Frigyes Karinthy : "Mon journal"
arabesque
Qu’as-tu produit aujourd’hui ?
Toujours rien ? Bref, tu t’es adonné à
l’oisiveté, pourtant tu ne l’ignores pas : nulla dies sine linea.
Si je n’ai pas écrit,
c’est peut-être justement parce que j’avais trop de choses
à écrire. J’étais trop plein, mon feu
intérieur me faisait cracher de lourdes masses d’une lave brûlante
et souillée – j’ai dû dépenser toute mon
énergie pour la retenir, qu’elle ne fasse pas éclater son
récipient, pour que ce qui n’est pour le moment qu’une
pensée ne devienne pas une action trop précipitée.
Mon
activité aujourd’hui a consisté à ne pas travailler.
Ça m’a fatigué davantage que si j’avais
travaillé.
À
Copenhague les défenseurs des animaux ont déposé une
requête en vue de la libération des fauves du zoo. Souhait
légitime. Priver des êtres vivants de leur liberté est
illégitime – mais pourquoi appellent-ils cela défense des animaux ? Il s’agit à mon sens
d’un peu plus que cela : c’est plutôt le parti des animaux, et cela
mériterait une requête pour la défense des humains :
qu’il soit permis aux hommes, le temps que les fauves gambaderont en
toute liberté dans la ville, de se réfugier dans les cages
abandonnées.
Au
demeurant un grand débat, au cours duquel il y a eu de nombreuses
interventions, s’est instauré au zoo dans cette affaire. Le lion
n’a exigé pour lui qu’une petite part insignifiante de ce
monde extérieur qu’ils devront se partager – juste la part
qui légitimement lui revient, puisqu’il ne voudra pas toucher
à ce qui appartient à autrui, il se contentera de la part du
lion. La girafe s’est levée et s’est contentée de
dire : Messieurs, je serai brève. Le chien a renoncé
à tout, il se contenterait d’une base piétiste :
savoir qu’en haut, au paradis, il sera écouté lui suffira.
En avant, mon cher, s’est écriée l’écrevisse
avec enthousiasme, pendant que l’hyène s’est lancée
dans une rhétorique contre le conservatisme.

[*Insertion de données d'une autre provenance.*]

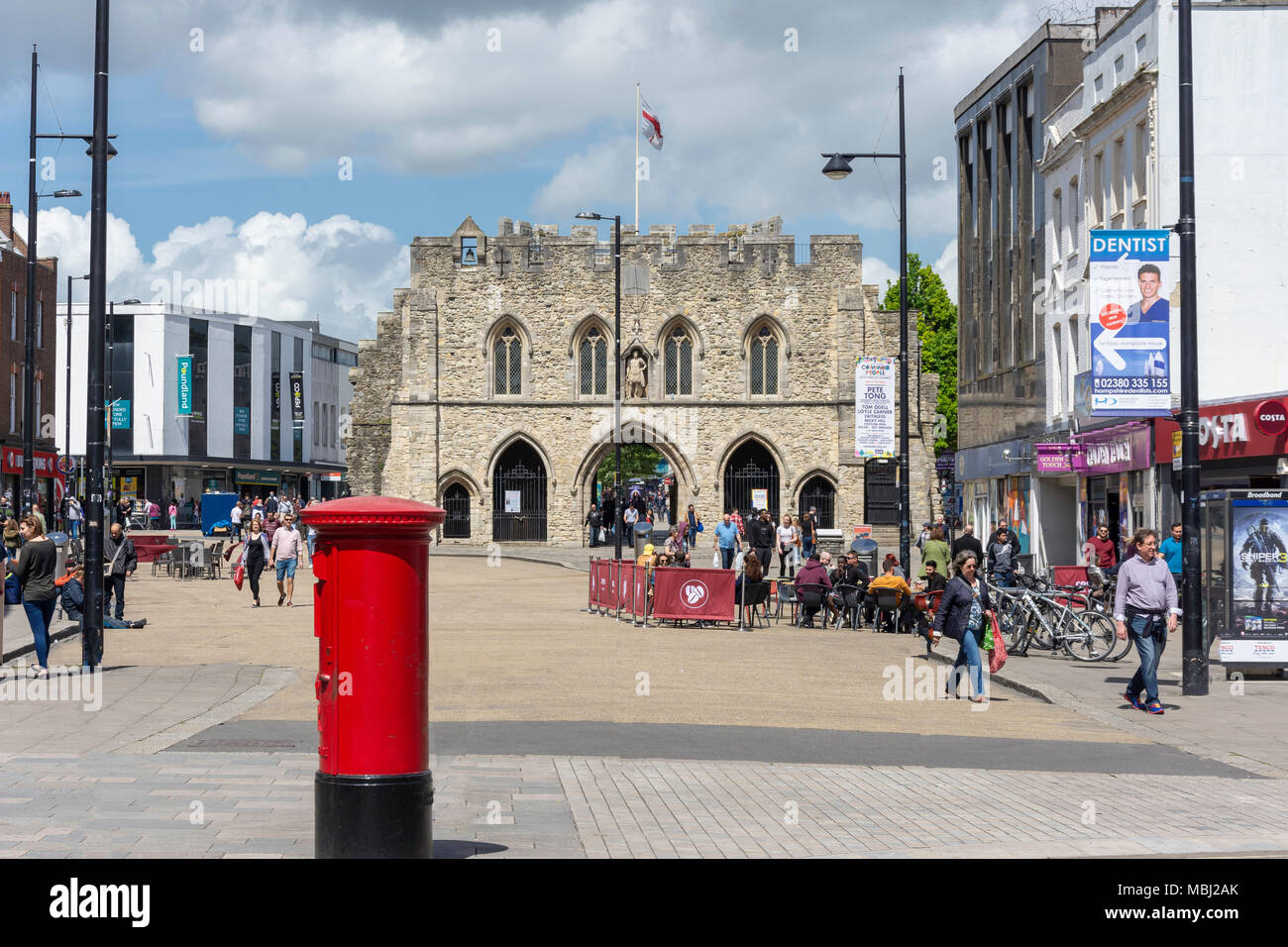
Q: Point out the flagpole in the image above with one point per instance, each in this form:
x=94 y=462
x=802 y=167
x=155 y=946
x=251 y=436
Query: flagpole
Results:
x=636 y=127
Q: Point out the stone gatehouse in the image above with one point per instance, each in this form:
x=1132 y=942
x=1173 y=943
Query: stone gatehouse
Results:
x=488 y=389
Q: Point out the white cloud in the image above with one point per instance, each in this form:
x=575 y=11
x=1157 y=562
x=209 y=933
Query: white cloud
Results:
x=274 y=265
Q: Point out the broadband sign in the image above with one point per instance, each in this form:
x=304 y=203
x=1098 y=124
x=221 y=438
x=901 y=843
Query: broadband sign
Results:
x=1131 y=324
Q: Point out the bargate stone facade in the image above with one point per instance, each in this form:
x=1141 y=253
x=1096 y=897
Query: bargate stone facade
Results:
x=494 y=356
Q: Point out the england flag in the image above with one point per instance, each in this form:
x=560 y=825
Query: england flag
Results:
x=651 y=127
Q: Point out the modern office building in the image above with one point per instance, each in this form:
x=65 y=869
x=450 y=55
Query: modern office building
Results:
x=206 y=401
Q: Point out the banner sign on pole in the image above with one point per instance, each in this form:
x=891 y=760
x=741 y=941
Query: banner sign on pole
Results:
x=1131 y=326
x=874 y=407
x=297 y=398
x=185 y=385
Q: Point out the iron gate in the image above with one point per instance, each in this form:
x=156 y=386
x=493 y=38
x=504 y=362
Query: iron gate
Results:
x=881 y=492
x=456 y=501
x=818 y=493
x=751 y=468
x=519 y=497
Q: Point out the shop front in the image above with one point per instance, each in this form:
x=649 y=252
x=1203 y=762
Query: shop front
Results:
x=50 y=482
x=1241 y=446
x=1116 y=487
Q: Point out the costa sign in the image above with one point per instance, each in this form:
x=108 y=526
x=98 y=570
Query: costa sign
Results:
x=1270 y=418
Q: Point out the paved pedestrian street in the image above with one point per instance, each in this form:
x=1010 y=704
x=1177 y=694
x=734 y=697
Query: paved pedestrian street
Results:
x=559 y=733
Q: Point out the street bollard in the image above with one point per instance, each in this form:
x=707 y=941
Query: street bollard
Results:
x=373 y=791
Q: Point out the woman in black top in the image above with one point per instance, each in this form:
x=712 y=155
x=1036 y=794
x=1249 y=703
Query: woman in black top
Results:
x=256 y=556
x=34 y=565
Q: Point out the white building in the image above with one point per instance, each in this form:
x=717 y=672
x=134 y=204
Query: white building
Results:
x=1111 y=161
x=240 y=433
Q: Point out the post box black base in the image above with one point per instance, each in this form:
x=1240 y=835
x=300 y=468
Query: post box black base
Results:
x=373 y=815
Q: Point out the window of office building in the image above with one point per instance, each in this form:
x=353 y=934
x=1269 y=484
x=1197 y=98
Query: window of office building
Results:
x=121 y=381
x=198 y=344
x=241 y=390
x=274 y=425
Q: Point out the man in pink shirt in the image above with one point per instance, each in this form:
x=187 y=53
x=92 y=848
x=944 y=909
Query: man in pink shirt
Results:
x=284 y=553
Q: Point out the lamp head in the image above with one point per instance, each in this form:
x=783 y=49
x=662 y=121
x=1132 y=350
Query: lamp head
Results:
x=837 y=167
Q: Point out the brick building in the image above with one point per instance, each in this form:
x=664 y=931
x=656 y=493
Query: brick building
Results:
x=13 y=300
x=489 y=386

Le perroquet a
exprimé des réserves concernant le rôle du clergé et
a proposé l’espéranto comme langue officielle de la
communication entre les hommes et les animaux. Le crocodile a ri jaune et
l’ours s’est fermement élevé contre le charleston.
Bien
sûr, quelques désordres, quelques signes de dislocation –
pas étonnant que les penseurs se mettent à penser et les
critiques à sentir notre siècle comme critique. Spengler[1]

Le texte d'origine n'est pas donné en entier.